Vision-Adz Media is a Canadian mobile advertising company that is committed to being the dominant and most effective mobile advertising company in Canada. [...] Being a mobile-based company, Vision-Adz’s president, Gary Prenevost is acutely aware of the negative impact to the environment of their vehicles, and in recognizing that they had to do something to offset this, Mr. Prenevost has personally funded the creation of the CleanOurAir.com website. Because Vision-Adz is in a unique position to create tremendous awareness about CleanOurAir.com, they have dedicated over $50,000 of advertising space to help launch this site.

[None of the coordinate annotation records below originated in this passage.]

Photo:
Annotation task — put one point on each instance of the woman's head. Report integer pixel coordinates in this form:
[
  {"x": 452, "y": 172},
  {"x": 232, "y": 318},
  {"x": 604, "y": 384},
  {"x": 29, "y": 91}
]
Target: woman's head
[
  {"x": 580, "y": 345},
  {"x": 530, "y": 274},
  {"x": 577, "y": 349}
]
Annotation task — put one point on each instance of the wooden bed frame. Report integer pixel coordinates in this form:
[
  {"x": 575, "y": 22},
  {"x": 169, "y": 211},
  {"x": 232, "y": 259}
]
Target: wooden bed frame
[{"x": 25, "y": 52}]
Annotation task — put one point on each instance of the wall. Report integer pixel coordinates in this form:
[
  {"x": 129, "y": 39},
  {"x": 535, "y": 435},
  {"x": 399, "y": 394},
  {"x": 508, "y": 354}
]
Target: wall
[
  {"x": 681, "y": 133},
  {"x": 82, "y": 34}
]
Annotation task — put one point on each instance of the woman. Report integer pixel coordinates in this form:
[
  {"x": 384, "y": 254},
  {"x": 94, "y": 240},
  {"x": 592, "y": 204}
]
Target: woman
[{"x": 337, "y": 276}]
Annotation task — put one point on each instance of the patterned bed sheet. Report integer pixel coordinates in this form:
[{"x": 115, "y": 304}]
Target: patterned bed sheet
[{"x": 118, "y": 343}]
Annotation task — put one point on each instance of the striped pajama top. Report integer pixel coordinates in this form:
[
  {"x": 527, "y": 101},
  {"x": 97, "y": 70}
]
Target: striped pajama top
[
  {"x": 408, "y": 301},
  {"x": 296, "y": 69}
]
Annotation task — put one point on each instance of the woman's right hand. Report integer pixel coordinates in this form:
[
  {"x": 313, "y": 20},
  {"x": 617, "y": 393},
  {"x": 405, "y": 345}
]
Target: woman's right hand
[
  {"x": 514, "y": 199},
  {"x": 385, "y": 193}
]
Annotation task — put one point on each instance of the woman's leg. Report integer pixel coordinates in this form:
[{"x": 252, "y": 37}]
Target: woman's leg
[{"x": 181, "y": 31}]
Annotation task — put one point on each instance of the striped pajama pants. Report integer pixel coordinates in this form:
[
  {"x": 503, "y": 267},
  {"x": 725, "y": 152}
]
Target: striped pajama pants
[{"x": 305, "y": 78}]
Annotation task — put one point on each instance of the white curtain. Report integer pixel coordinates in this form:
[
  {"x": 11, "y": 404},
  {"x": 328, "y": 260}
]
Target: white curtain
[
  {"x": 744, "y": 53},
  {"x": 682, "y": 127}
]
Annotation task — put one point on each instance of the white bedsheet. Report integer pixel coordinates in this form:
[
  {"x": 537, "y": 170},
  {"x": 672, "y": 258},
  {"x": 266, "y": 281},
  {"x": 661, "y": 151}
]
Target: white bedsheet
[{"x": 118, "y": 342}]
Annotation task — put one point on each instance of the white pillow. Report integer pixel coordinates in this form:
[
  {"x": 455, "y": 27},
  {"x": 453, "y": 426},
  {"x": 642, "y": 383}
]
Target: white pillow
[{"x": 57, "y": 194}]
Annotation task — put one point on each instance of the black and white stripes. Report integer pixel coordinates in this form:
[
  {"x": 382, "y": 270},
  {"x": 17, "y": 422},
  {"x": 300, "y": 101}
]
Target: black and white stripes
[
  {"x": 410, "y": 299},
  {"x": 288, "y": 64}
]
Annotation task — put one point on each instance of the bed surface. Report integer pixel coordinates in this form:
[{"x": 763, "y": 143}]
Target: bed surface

There are two ways to read this:
a) There’s a guy who runs a billboard truck company who feels bad about his business’ negative impact on the environment and genuinely wants to mitigate that—without, you know, actually reducing vehicle use.
b) There’s a guy who runs a billboard truck company, and he knows he’s in an industry that will be one of the first casualties of our society’s emerging environmental consciousness, and he’s trying to pretend that “driving maximum exposure” isn’t mutually exclusive with a livable planet.
Either way, as Torontoist Environment Editor Chris Tindal points out, “it’s actually a product ad site (that fuel additive) in the clothing of an environmental site.”
Tindal continues: “The ‘We believe that if just 1% …’ statement near the bottom of the page isn’t based on any science. Sites and products like this actually do more damage to the environment by making people THINK they’re fixing something when really they’re deluding themselves while the planet burns (George Monbiot says we need 90% reductions by 2030).”
Thankfully, Vision-Adz’s days are numbered.
Last September, Councillor Joe Mihevc put forward to City Council a motion crafted by the TPSC that requests “the City Solicitor to develop a By-law banning the operation of vehicles used for the sole purpose of advertising, modelled after similar By-laws in Vancouver and Montreal” [PDF]. The motion was adopted at February’s meeting of the Licensing and Standards Committee, and City staff are currently drafting the by-law.
We don’t doubt that Mr. Prenevost and his colleagues will be vigourously lobbying City Council for their right to miss the point entirely.
Jonathan Goldsbie is a campaigner for the Toronto Public Space Committee, although all of the credit for the work on Billboard Trucks goes to TPSCer (and former Torontoist editor) Ron Nurwisah.

Comments

  • rek

    Ban vehicles whose sole purpose is advertising and a day later those same vehicles, unchanged on the outside, will also technically count as delivery vehicles of some sort, with just enough paperwork to make it pass. Ban mobile ads entirely.

  • Jonathan Goldsbie

    Vancouver somehow found a way to prevent companies from exploiting such a loophole, but I don’t know the details.

  • guest

    What this guy is doing doesn’t strike me as much different than those who buy “carbon credits” so they can continue to pollute with a clear conscious.
    (Or Richard Branson, who lectured Torontonians about conservation while his entourage of diesel buses and limos idled outside, waiting to take him back to the airport so he could fly home in a nearly-empty jetliner.)